20:02, water fountain, NMT, Socorro
Today was the first day of TA lectures. My fellow course 8 major-course 24 enthusiast gave a talk introducing some problems in philosophy. While I had heard these before (utilitarianism vs. deontology; the meaning of truth; metaphysical basics; etc.), they were presented in such a clear manner that I wish I’d taken notes or recorded the thing.
One surprising result: he went on to speak about decision theory and came to Newcomb’s problem.
In short, there is a predictor, a player, and two boxes. One box is clear and contains a visible $1,000. The other box may contain either $0 or $1,000,000. In particular, if the predictor predicts the player will take both boxes, it contains nothing. However, if the predictor predicts the player will take only one, it contains $1,000,000. The contents of the box will not change when the player enters the room with the boxes, though the predictor is very, very good.
For most people, what they would do feels pretty obvious. But these people may also have different intuitions.
I remember being confronted with this problem just about five years ago by W. at my own SSP. I remember thinking it beyond obvious to take both boxes – after all, when you walk into the room, it’s not like causality happens backwards. There was no world in which it could be better to take the single box. So when the speaker mentioned “Newcomb”, I groaned internally. (I didn’t remember the formulation of the problem, but I did remember the feeling of confusion and frustration that someone smart could believe the opposite.)
Yet today, I was surprised. The speaker included a sentence about being shown a list of people with whom the predictor had played this game previously – tens of millions, and not one mistake (i.e. all one-boxers left with $1,000,000; all two-boxers left with $1,000). And suddenly it was abundantly clear to me to one-box!
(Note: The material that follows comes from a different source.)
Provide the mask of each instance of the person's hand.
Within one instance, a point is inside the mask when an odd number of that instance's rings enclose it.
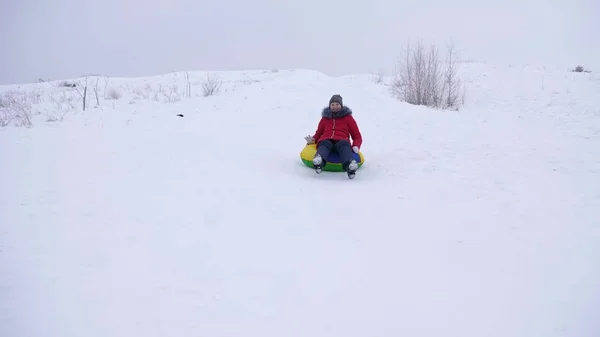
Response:
[[[315,139],[311,135],[308,135],[308,136],[304,137],[304,139],[306,140],[306,144],[307,145],[315,143]]]
[[[353,146],[352,150],[354,150],[354,153],[358,153],[358,151],[360,151],[360,149],[358,148],[358,146]]]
In the span of five years, I have gone from a “causalist” to “evidentialist” – that is, allowing myself to update in the face of evidence over that which I “knew” to be true – that predictors can’t change the contents of the box by the laws of physics as I knew them. (And I don’t think this change is a coincidence – it seems likely to be a direct effect of a way of thinking “rationality” has cultivated in me over these last few years.) I liken it to how 2+2 could equal 3 – if I see this implausible result but the evidence is strong enough to practically imply I’ll end up with the million by one-boxing, I should one-box. Even if I don’t understand how the predictor could be that good.
I’m not sure if 5-years-ago me misunderstood this premise (couldn’t conceptualize a very very good predictor) or what. Unfortunately, I can’t recapture a past worldview.
Some argue that the “correct” strategy is to be a one-boxer thoroughly, but change your mind once you walk into the room. But then it becomes a different problem: can one one have a reason to intend to do something without having a reason to actually do it? (This is similar to Kavka’s toxin problem – for what it’s worth, I think not really. There’s not enough reason for me not to just thoroughly one-box and throw in confusion for the predictor.)
The one-boxers this year were a mix of the people I somewhat admired for their reflectiveness and religious people who were fine operating on faith. The majority (~60% of people) here were two-boxers.